Por muito tempo considerados extintos depois de expulsos das próprias terras, vários povos indígenas provam que estão bem, obrigado.

Os 500 anos de Brasil foram padecidos pelo veneno, pelo descaso, pelas armas. As vítimas são os povos nativos, com cinco séculos também forjados na resistência indômita, na perseverante teimosia de um rio subterrâneo, que aflora de tempo em tempo, de lugar em lugar, com presenças, lutas, conquistas, ofertas.

Assim, Dom Pedro Casaldáliga, o bispo de São Félix do Araguaia (MT), poeta em três idiomas - catalão, português e espanhol - descreve a história das nações indígenas brasileiras. Aos 73 anos, ele se refere aos índios com a tenacidade de um jovem que acredita no futuro, exaltando "a reconquista da terra, da identidade, da própria cultura, a reprodução, a nova educação". E também com rebeldia adolescente: "Irrita ouvir falar em descobrimento, sem a menor sensibilidade histórica".
Dom Pedro Casaldáliga apresenta sem rodeios o recém-lançado livro Outros 500 - Construindo uma Nova História: "Enquanto o Brasil real não assumir, com devida lucidez e honestidade, sua trajetória indígena e indigenista - anti-indígena secularmente na política oficial - este país pluricultural, pluriétnico, plurinacional não estará em paz com sua consciência, ignorará sua identidade e carregará a maldição de ser - oficialmente - etnocida, genocida, suicida".
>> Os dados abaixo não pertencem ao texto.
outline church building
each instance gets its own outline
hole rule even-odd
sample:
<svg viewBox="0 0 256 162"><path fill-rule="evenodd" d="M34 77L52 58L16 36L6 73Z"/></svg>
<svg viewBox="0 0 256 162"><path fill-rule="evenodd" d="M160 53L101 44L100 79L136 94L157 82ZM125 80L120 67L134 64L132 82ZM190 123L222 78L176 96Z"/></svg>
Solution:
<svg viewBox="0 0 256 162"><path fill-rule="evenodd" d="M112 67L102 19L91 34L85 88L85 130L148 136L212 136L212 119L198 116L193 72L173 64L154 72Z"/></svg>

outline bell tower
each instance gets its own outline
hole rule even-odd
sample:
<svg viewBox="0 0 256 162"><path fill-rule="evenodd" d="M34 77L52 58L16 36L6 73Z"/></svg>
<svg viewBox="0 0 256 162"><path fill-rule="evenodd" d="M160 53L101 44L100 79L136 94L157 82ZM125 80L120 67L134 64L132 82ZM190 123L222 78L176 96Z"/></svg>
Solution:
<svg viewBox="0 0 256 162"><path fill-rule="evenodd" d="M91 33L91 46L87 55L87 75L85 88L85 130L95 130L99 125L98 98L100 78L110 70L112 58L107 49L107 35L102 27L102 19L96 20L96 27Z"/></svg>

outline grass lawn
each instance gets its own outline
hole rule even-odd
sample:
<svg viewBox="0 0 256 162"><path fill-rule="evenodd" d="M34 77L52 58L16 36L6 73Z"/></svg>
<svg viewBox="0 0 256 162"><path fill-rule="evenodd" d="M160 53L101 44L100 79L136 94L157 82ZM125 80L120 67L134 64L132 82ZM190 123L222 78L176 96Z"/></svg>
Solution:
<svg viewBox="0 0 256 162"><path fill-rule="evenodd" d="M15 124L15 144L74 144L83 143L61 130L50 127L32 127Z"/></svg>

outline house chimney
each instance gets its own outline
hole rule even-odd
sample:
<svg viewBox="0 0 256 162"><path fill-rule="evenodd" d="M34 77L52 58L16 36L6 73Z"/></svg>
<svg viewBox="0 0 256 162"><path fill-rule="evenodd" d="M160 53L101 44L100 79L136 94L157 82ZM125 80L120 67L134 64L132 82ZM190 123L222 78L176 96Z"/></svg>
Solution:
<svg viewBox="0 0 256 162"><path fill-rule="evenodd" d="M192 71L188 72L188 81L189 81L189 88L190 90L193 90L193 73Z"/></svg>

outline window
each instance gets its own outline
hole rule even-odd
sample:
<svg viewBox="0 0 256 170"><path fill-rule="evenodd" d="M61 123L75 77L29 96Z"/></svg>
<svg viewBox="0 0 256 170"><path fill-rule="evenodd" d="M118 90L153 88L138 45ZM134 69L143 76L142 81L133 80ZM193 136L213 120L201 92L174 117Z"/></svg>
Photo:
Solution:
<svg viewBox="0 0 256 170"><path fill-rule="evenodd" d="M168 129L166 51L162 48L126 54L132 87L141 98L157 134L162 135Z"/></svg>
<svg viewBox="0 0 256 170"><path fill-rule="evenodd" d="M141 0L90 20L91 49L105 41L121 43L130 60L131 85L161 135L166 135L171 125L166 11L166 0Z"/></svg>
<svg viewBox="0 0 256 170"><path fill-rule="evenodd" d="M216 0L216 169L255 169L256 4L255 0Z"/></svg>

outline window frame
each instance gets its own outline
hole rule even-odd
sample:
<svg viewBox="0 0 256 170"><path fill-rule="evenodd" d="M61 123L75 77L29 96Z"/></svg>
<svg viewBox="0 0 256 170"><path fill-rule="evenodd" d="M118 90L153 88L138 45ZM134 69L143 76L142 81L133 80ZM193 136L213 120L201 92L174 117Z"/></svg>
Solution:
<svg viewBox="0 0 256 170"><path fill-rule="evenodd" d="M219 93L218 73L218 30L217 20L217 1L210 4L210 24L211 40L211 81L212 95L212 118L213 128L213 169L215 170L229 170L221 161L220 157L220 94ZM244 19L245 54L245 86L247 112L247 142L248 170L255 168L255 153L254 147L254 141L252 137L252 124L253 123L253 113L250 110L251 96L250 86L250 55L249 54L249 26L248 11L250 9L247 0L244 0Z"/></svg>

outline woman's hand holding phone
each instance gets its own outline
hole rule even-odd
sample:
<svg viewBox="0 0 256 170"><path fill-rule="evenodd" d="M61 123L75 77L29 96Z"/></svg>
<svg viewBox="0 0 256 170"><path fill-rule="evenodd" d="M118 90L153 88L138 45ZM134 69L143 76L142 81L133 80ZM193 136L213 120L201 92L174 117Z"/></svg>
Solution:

A obra, com 256 páginas, da editora Salesiana, é do Conselho Indigenista Missionário (Cimi), organismo da Conferência Nacional dos Bispos do Brasil (CNBB) que em 1972 teve como um dos principais fundadores o próprio Dom Pedro Casaldáliga. Com 33 anos no Brasil em defesa da Ameríndia, como denomina o continente dos nativos das Américas, ele se considera um "tataraneto arrependido de conquistador". É espanhol, nascido em Catalunha, e sempre se refere à chegada dos europeus como invasão.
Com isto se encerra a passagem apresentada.